Выбрать главу

На этом месте Вяльцев оторвался от чтения и задумался: «А если бы Нечаеву удалось бежать?.. Любым, самым фантастичным способом… Бежал же Гершуни из каторжной тюрьмы – в бочке с капустой. Соверши Нечаев побег – и какой вышел бы резонанс! Нечаева приговорили к 20 годам каторги на рудниках, но Александр II повелел: «Навсегда в крепость». Что там по этому поводу у Лурье? Ага, вот: «…состязание произвола с произволом». А Бейдеман, ещё один узник равелина! Арестованный и брошенный в крепость лишь за то, что на таможне у него нашли разорванный на клочки «манифест» от имени Константина Первого, цель которого для историков так и осталась неясной: мальчишество, мистификация? Проведя двадцать лет в застенке, Бейдеман сошёл с ума. И долгие годы, заполнив промежуток между Чернышевским и Нечаевым, Бейдеман являлся единственным узником Секретного дома. Да уж, Чернышевский, Нечаев и Бейдеман – три великих заключённых! Прямо как Гомер, Мильтон и Паниковский – три великих слепых. За нелепую выходку Бейдемана кинули в самую страшную темницу империи. Без суда. До особого распоряжения. Как будто и держали этого бедолагу лишь для того, чтобы тюрьма не пустовала!..»

Свои рассуждения о вербовке стражи Секретного дома Терентьев завершал мыслью, что наверняка умнее было бы избрать «линию Бакунина», который, также заточённый в равелин, начал строчить покаяния, умоляя смягчить его участь, – и добился высылки в Сибирь, откуда через Дальний Восток бежал в Европу, в спасительную эмиграцию. «Нечаев оказался твёрже Бакунина, – заканчивал Терентьев, – но не умнее».
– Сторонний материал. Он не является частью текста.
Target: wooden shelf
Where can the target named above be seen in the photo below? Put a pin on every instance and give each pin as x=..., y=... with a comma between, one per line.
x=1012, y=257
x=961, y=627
Отложив прочитанный реферат, Вяльцев некоторое время сидел, совершенно ни о чём не думая. Ясно, что Терентьев просто перекомпилировал данную ему книгу, только умело вставленный отрывок о Петропавловской крепости в XIX веке выглядел удачной находкой ученика. Но также было очевидно, что восьмиклассник всё выполнил сам, а это выглядело огромным плюсом на фоне остальных работ и в глазах учителя заслуживало похвалы. Угол зрения Терентьева оказался неожиданным, но и не лишённым оснований: Нечаев и вправду являлся фигурой не столько опасной, сколько скандальной. Громкая слава этого революционного уголовника явно не соответствовала его мизерному практическому вкладу в дело борьбы с самодержавием. Стремясь представить Нечаева напыщенным глупцом, Терентьев был по-своему прав.

И тут наступила ответная реакция: мысль Вяльцева заработала, и он начал мысленно дискутировать с Терентьевым. Исходным пунктом стало заключение: «Если Нечаев смог создать тайное общество, то, каким бы бесполезным оно ни оказалось, наивно считать самого Нечаева круглым дураком». И дальше Вяльцев пустился размышлять о том, почему вообще так легко возникали в те годы революционные кружки: «Учебник всё объясняет появлением разночинцев – как будто раньше, при Николае I и даже при Александре I их не было! Вот, вольнодумцы-петрашевцы, осуждённые… за чтение письма Белинского к Гоголю. Сколько их было? Человек двадцать-тридцать. Один Нечаев в «Народную расправу» навербовал не меньше… Нет, не в разночинцах дело – в студентах. Их численность возросла в те годы – реформы требовали… Вот и не смогла власть управиться со студенческой средой: одни-то шли в науку, а другие – в революцию. Пятнадцать процентов – прямиком в революционное подполье. Ну, и к «женщинам вольного обращения» тоже захаживали. В этом наши доморощенные герои опередили и фрейдомарксизм, и «Красный май». Маркс был большим фантазёром: готовил революцию пролетарскую. Доказывал её историческую неизбежность!.. А вот революция студенческая – это похлеще будет. Эрос в крови и ненависть в голове… И ещё Россию считают отсталой страной. Да мы тут Европу на целый век опередили!»

Потом, немного поостыв, Вяльцев ещё раз пролистал реферат – и присвистнул: о глупости Нечаева писал ученик, сам недавно совершавший неразумные поступки. Спрятал смартфон, подсунул книгу… Конечно, это легко объяснялось детским эгоцентризмом: подросток запросто анализировал чужие поступки, но не мог критически оценить себя, сделать шаг в сторону от собственного Я – и посмотреть на него со стороны. «И всё же, всё же…» – вздохнул Вяльцев.